Et d’anciens membres de l’administration du ignoble et méprisable psychopathe, le général Pinochet, peuvent être trouvés dans divers soi-disant « groupes de réflexion » américains tels que le Cato Institute et la Heritage Foundation, etc.
Et merci au commentateur pour ses remarques sur le meurtrier de Townley qui aujourd'hui est encore inconnu en tant que meurtrier de masse, car ses anciens projets de meurtres de masse ont échoué lorsque les bombes qu'il a posées n'ont pas explosé comme prévu – – il aurait dû être exécuté il y a longtemps.
Avec Bush soutenant officiellement Clinton, et avec la documentation de Parry dans son récent article du 19 septembre sur le New York Times, le Washington Post et d'autres dégénérant en une cabale de propagande de type « Voelkischer Beobachter » encourageant le régime américain de plus en plus fasciste sur la Syrie et la Russie, ce sont en effet des temps effrayants. C’est une honte de voir des gens autrefois de bonne volonté dégénérer en lemmings voter pour un nouvel armageddon fasciste en la personne d’une répugnante reine du chaos à la borgia corrompue.
Je pense que pour le haut responsable de la CIA, Duane Clarridge a résumé la vision du monde du gouvernement américain dans son entretien avec John Pilger, primé : https://vimeo.com/114561495
Ce n’est que la pointe d’un iceberg très satanique.
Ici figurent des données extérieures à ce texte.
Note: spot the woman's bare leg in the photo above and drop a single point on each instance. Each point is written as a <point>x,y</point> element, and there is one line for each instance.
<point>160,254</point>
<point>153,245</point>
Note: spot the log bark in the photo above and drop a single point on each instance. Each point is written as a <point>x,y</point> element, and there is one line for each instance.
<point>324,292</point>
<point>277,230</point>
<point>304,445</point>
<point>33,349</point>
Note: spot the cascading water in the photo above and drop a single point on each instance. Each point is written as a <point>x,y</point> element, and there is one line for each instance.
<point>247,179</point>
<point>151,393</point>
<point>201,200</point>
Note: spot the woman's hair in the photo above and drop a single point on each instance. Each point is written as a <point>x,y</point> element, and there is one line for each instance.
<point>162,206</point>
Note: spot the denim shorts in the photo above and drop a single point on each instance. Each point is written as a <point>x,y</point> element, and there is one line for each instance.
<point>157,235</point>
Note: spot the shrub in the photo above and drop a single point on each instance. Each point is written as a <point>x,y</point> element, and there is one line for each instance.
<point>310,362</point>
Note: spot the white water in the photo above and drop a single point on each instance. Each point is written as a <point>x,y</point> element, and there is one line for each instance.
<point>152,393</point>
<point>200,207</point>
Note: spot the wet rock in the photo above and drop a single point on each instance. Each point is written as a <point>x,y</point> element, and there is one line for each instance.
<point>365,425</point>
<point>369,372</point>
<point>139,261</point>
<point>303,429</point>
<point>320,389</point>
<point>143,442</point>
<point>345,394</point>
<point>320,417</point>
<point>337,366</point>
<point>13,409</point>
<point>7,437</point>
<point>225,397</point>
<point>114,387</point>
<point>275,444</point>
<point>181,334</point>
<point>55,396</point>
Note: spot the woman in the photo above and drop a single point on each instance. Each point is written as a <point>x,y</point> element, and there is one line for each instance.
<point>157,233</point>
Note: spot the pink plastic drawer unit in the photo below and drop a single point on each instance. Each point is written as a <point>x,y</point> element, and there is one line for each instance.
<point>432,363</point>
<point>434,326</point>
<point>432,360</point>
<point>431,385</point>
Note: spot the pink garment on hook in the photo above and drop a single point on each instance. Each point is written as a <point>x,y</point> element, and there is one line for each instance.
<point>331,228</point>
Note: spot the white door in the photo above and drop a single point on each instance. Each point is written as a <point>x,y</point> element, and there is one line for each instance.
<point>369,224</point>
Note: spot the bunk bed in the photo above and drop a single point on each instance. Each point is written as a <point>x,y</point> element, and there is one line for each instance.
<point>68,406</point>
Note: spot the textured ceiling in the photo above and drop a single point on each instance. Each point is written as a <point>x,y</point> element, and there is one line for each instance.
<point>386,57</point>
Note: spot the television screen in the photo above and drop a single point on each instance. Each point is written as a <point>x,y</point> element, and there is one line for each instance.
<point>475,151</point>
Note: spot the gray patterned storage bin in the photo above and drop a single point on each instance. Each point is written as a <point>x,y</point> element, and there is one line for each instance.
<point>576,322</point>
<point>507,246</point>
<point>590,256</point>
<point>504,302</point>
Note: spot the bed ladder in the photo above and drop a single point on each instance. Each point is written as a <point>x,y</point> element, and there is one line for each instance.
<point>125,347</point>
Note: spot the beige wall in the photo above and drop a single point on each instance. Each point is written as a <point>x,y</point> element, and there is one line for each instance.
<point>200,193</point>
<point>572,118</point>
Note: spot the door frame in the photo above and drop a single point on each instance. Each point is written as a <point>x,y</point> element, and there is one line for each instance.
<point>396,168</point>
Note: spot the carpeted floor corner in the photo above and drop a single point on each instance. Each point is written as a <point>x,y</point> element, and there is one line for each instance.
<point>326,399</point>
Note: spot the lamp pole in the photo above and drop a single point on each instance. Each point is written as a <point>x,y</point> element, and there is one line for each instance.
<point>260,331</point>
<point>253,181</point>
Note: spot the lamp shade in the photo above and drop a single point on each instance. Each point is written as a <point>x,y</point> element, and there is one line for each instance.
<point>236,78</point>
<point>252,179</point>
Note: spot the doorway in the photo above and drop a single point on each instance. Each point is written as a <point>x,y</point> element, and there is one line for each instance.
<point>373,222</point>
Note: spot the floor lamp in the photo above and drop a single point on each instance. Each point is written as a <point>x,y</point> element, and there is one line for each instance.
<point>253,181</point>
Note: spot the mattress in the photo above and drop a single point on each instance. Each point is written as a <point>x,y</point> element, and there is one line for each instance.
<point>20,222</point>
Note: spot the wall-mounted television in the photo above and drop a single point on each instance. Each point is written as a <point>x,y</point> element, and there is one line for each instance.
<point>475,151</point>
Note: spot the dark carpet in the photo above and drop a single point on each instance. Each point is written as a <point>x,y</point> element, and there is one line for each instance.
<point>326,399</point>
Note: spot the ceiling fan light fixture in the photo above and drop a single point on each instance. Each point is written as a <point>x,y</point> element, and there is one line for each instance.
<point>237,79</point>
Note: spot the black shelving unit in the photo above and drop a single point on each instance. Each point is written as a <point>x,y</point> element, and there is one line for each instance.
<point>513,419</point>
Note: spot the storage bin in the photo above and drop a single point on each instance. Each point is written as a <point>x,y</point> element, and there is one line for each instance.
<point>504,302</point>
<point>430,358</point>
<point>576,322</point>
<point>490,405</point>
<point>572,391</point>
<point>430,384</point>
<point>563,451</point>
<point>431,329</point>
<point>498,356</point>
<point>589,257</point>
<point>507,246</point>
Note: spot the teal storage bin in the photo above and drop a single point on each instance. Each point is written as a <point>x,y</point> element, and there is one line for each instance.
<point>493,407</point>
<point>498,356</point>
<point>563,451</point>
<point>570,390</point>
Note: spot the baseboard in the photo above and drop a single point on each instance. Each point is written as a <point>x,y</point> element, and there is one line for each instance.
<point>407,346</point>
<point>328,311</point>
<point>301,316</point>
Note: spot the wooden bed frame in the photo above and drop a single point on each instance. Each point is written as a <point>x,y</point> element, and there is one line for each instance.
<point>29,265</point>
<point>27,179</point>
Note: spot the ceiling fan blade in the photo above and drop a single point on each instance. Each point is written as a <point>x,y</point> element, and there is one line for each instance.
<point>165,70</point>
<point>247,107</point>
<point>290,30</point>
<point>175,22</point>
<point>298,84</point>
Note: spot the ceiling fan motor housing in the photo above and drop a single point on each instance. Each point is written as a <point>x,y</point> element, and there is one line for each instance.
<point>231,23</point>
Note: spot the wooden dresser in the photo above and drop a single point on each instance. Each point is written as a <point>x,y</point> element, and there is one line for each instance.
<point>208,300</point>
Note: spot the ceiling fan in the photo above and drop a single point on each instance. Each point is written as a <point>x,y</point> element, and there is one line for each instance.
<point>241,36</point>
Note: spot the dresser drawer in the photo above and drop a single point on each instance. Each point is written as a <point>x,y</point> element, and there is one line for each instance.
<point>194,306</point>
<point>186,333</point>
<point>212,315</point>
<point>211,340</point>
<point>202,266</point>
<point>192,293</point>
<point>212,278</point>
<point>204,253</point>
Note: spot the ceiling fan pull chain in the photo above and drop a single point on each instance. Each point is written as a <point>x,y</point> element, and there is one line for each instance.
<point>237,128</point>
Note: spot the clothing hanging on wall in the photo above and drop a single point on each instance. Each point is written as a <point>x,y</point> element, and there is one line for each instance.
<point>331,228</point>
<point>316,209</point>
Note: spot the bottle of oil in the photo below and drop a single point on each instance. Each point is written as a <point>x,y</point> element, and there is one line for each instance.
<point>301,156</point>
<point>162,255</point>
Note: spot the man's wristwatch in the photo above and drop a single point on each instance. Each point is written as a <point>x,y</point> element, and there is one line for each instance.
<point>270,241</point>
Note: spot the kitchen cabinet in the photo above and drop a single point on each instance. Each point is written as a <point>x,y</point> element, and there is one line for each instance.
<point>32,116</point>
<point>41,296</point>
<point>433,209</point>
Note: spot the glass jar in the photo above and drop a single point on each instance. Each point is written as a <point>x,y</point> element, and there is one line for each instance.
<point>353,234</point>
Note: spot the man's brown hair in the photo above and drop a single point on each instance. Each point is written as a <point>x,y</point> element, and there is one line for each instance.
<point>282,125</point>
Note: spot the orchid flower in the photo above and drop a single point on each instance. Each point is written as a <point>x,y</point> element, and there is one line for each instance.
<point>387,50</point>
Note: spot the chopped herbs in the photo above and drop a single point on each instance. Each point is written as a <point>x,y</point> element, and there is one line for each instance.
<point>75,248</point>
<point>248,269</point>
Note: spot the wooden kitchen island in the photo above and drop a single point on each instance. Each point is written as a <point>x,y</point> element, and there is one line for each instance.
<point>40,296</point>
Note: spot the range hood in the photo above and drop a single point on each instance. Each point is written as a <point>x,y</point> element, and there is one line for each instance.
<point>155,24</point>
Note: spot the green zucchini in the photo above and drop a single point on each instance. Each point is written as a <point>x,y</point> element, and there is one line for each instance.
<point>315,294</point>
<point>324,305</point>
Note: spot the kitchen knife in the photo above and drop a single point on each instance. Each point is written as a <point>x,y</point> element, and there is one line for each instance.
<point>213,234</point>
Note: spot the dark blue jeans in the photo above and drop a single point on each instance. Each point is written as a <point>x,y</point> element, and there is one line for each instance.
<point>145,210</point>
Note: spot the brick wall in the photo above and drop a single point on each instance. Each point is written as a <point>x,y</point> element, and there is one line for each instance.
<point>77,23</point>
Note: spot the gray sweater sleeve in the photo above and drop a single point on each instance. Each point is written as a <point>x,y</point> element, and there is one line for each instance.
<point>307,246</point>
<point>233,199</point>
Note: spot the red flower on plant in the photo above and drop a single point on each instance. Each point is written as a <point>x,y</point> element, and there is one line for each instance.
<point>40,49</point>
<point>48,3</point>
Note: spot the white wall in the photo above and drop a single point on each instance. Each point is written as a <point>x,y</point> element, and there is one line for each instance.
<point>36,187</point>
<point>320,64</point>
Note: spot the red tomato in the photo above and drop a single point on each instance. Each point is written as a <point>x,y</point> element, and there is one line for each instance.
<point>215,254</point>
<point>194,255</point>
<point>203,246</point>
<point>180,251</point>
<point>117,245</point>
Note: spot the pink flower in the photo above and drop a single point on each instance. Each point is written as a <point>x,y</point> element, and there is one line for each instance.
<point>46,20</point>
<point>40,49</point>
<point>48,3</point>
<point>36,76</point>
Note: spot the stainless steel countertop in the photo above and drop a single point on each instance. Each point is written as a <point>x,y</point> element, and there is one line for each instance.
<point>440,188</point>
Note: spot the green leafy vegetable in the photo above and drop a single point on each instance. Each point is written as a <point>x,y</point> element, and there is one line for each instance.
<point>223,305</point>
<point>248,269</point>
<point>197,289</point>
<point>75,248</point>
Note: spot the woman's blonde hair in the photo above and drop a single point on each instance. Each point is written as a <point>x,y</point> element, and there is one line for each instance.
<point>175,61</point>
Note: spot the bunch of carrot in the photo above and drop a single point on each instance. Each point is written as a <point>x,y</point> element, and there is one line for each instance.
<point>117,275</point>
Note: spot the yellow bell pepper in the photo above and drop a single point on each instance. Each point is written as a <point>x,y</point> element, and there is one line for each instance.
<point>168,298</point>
Michael Townley est toujours bien vivant, dans un programme fédéral de protection des témoins. Il n'a négocié que cinq ans pour le meurtre. Il en sait beaucoup et dit peu, son accord de plaidoyer a été soigneusement élaboré en fonction de ce qu'il dirait. Sa révélation la plus intéressante fut peut-être Colonial Dignidad, un centre culte de 53 miles carrés au Chili, dirigé par un pédophile allemand. Utilisé par le régime de Pinochet comme centre de torture, il entretient des liens à la fois avec l'agence allemande de renseignement et avec la CIA. On dit que le Dr Mengele, « l’Ange de la Mort », était un visiteur régulier.